One of those foreigners was the State Department’s chief troubleshooter on human rights, John Shattuck. And after their April 1994 meeting, Wei was detained again. Last week the Chinese formally charged him with attempting to overthrow the government–a crime that could lead to execution. No one was surprised that the government still considers Wei Public Enemy No. 1; he has branded Deng Xiaoping a dictator and writ-ten that China’s leaders “have no interest in honoring the promises they made to the masses.” But the timing was bizarre. Since the nose dive in their bilateral relations last summer, both the United States and China have been at pains to improve ties. In August the Chinese expelled Chinese-American human-rights activist Harry Wu instead of keeping him in jail, and Bill Clinton had a fairly cordial meeting with Chinese President Jiang Zemin in New York in October. By charging Wei (the verdict against him can be assumed in advance), the Chinese seem bent on stirring up a fracas over their human-rights record. Dissident Fang Lizhi, in exile in Arizona, says the charges show “the Chinese leadership does not care about international concerns.”
But Beijing has not yet paid a price for the affront to the West. The State Department responded to the news with a tepid expression of"regret" over Wei’s fate, saying that it had raised the matter with Chinese officials. The summits between Clinton and Jiang, and among all the Pacific leaders in Japan in mid-November, passed without major mishap. There are no big international powwows in the immediate future where foreign partners might raise embarrassing questions about Chinese dissidents. And, having held Wei for more than a year and a half, the Chinese government had to do something with him. Wei’s family had taken to writing needling letters, pointing out that the government was violating China’s own laws by holding Wei so long without charging him.

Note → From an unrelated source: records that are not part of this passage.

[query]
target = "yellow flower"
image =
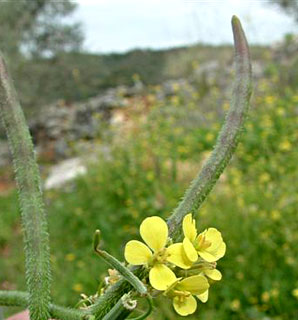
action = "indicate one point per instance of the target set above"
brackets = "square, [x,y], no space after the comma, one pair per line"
[154,232]
[214,275]
[208,245]
[182,292]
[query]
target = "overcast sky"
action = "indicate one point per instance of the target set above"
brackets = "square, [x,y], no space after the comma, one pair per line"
[121,25]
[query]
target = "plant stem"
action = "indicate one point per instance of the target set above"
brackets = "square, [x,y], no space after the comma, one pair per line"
[21,299]
[228,137]
[226,144]
[34,222]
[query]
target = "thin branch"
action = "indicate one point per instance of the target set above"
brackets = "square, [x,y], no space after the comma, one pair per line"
[34,222]
[228,137]
[226,144]
[20,299]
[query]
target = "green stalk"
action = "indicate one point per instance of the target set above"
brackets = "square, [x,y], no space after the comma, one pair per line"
[36,238]
[228,137]
[122,269]
[21,299]
[225,146]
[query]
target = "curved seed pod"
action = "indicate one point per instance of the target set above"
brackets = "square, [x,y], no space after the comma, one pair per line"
[211,171]
[21,299]
[228,137]
[34,222]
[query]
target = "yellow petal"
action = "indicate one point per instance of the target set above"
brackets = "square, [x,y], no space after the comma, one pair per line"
[154,232]
[194,284]
[161,277]
[176,255]
[189,227]
[190,250]
[204,296]
[186,306]
[214,236]
[207,256]
[217,248]
[137,253]
[213,274]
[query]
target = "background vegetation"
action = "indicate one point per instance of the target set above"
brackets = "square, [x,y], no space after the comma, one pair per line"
[153,156]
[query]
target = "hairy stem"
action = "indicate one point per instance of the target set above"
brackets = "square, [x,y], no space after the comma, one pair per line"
[227,141]
[34,222]
[228,137]
[21,299]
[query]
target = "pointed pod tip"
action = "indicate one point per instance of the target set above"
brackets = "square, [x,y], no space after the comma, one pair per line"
[96,239]
[235,19]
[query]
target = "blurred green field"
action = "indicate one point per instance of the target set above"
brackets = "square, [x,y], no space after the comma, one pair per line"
[153,159]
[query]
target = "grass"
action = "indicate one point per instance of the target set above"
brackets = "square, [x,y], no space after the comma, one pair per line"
[153,158]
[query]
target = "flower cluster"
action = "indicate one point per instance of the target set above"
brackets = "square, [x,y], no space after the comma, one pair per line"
[183,271]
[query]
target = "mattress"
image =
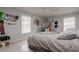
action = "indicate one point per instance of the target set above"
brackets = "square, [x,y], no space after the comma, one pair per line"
[48,42]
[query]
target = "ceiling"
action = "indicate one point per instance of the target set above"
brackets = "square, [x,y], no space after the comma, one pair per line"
[49,11]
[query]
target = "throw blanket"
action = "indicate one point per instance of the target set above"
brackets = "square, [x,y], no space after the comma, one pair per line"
[50,43]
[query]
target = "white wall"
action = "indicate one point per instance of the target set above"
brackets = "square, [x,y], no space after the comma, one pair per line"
[14,31]
[60,21]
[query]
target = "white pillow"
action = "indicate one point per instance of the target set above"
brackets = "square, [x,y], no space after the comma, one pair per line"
[67,35]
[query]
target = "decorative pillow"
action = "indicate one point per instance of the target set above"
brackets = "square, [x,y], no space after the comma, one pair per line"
[67,35]
[77,34]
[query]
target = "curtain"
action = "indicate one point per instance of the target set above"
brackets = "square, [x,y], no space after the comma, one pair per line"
[2,31]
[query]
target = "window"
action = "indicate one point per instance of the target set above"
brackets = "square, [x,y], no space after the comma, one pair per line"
[69,23]
[26,24]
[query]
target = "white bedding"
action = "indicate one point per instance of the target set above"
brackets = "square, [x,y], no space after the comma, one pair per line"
[50,43]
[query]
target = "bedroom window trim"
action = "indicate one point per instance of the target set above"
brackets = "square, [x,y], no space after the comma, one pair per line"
[69,23]
[26,24]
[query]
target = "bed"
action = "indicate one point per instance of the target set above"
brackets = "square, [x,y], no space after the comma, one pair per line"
[48,42]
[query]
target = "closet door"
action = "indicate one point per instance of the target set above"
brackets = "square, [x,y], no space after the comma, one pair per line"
[2,32]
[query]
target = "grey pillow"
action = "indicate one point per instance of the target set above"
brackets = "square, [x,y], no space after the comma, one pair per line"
[67,35]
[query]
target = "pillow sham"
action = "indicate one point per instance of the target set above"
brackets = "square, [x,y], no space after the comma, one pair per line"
[67,35]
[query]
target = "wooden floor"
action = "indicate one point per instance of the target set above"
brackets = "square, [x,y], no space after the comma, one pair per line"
[16,46]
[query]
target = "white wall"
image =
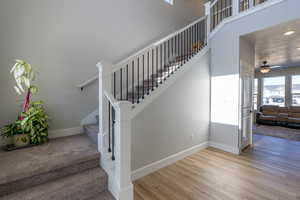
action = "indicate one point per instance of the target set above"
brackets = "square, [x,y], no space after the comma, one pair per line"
[176,120]
[287,73]
[64,39]
[225,58]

Heavy international pressure helped get Wei out of prison the first time. China was then campaigning to host the 2000 Olympics, and the outside world had some unique and momentary leverage over the isolated Chinese leadership. Whether outsiders still have that leverage today, with the mood in China growing increasingly nationalistic, remains an open question. And how insistently they will choose to use that leverage is another question still.